The wildlife and agriculture departments in 11 western states
have been working ever since on strategies to prevent federal
protection of prairie dogs and ground squirrels– which is still
strictly a hypothetical possibility, since the Fish and Wildlife
Service assigned the lowest possible priority to actually considering
listing prairie dogs for protection.
In late February 2002, the Montana Fish, Wildlife, and
Parks Commission agreed to prohibit shooting black-tailed prairie
dogs on federal land in much of the state during March, April, and
May, to keep the population up on the property under federal
jurisdiction. Shooting prairie dogs at any time is now prohibited on
the 25,000-acre Bureau of Land Management tract that is the Montana
designated reintroduction site for blackfooted ferrets. Prairie dogs
may still be targeted at will on Montana state and private land.
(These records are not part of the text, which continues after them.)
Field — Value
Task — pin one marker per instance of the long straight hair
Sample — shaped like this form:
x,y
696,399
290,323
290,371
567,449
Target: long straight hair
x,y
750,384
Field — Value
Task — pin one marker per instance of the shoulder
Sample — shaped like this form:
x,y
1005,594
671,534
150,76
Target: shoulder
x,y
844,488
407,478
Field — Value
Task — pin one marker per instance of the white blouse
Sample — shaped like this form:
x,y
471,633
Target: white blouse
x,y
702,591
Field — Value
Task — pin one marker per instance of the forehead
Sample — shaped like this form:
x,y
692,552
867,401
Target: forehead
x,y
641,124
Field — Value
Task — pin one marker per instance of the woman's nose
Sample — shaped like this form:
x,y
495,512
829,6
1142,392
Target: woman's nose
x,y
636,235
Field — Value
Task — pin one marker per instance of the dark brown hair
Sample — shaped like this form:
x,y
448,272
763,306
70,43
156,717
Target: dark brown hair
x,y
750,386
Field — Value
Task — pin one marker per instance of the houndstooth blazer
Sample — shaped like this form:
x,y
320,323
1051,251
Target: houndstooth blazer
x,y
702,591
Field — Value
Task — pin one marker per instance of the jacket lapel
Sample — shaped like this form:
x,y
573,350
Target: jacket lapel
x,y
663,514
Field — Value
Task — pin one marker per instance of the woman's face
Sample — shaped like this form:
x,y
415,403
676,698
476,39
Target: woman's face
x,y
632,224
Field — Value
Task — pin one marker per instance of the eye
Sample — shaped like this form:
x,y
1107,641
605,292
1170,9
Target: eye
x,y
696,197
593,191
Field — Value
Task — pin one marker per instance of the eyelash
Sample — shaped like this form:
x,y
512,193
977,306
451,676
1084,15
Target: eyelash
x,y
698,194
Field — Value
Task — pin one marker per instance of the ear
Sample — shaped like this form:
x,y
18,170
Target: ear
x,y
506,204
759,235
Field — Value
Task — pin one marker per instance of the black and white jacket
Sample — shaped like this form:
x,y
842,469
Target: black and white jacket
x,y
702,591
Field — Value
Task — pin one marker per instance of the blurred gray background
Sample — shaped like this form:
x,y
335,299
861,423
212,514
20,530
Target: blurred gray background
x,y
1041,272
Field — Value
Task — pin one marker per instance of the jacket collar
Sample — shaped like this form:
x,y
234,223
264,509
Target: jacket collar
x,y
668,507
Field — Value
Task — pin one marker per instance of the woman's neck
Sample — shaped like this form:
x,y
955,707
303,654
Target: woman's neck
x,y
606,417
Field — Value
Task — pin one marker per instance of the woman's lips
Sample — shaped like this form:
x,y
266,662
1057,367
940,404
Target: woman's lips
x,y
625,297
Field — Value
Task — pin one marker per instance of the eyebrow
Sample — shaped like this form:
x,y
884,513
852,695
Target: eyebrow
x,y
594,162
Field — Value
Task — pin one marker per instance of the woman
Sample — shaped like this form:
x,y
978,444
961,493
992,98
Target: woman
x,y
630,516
The Wyoming Game and Fish Commission agreed in late February
to undertake a prairie dog inventory.
The Conservation Alliance of the Great Plains asked the
Nebraska Game and Parks Commission to list prairie dogs as a “species
in need of conservation,” described by Joe Duggan of the Lincoln
Journal Star as “the first step in setting shooting seasons or
regulating extermination.”
Until January 2002, the Nebraska Game and Parks Commission
estimated that prairie dogs occupy from 65,000 to 80,000 acres of the
state, but two years of study by University of Nebraska at Lincoln
School of Natural Resources graduate student Zachary Roehrs has
determined that prairie dogs actually occupy only 27,000 to 44,000
acres.
In Colorado, Boulder County district judge Frank Dubofsky on
January 14 ruled that the state Division of Wildlife “has failed to
enforce existing laws, educate law enforcement officers, and police
the nuisance wildlife control companies who gas prairie dog burrows,”
summarized Denver Post environment writer Theo Stein.
Ruling on behalf of a petition filed by Rocky Mountain Animal
Defense, Dubofsky objected that in the five years since the
voter-approved Initiative 14 should have protected prairie dogs to
some extent, “not one citation has been issued for the unlawful
poisoning of protected species while poisoning prairie dogs. It is
estimated that upward of 10,000 such exterminations have occurred.”
Noting that Dubofsky did not actually order the Division of
Wildlife to start enforcing the law, RMAD executive director Dave
Crawford told Denver Rocky Mountain News staff writer Owen S. Good
that, “We’ll save the champagne for the appeal.”
The Colorado Division of Wildlife has committed $600,000 to a
program to pay landowners to protect prairie dog habitat. Wrote Theo
Stein, “Landowners able to enroll a minimum of 160 acres who have at
least 40 acres of active prairie dog habitat” in four specific
districts may “offer the Division a per-acre bid. Bidders who offer
the best habitat at the least cost will be accepted into the
program,” which is “supported by lottery funds.”
Prairie dog poisonings and gassings by the Boulder Valley
School District and T-REX transportation development program in the
Denver area recently proceeded in part because landowners could not
be found who were willing to accept relocated colonies.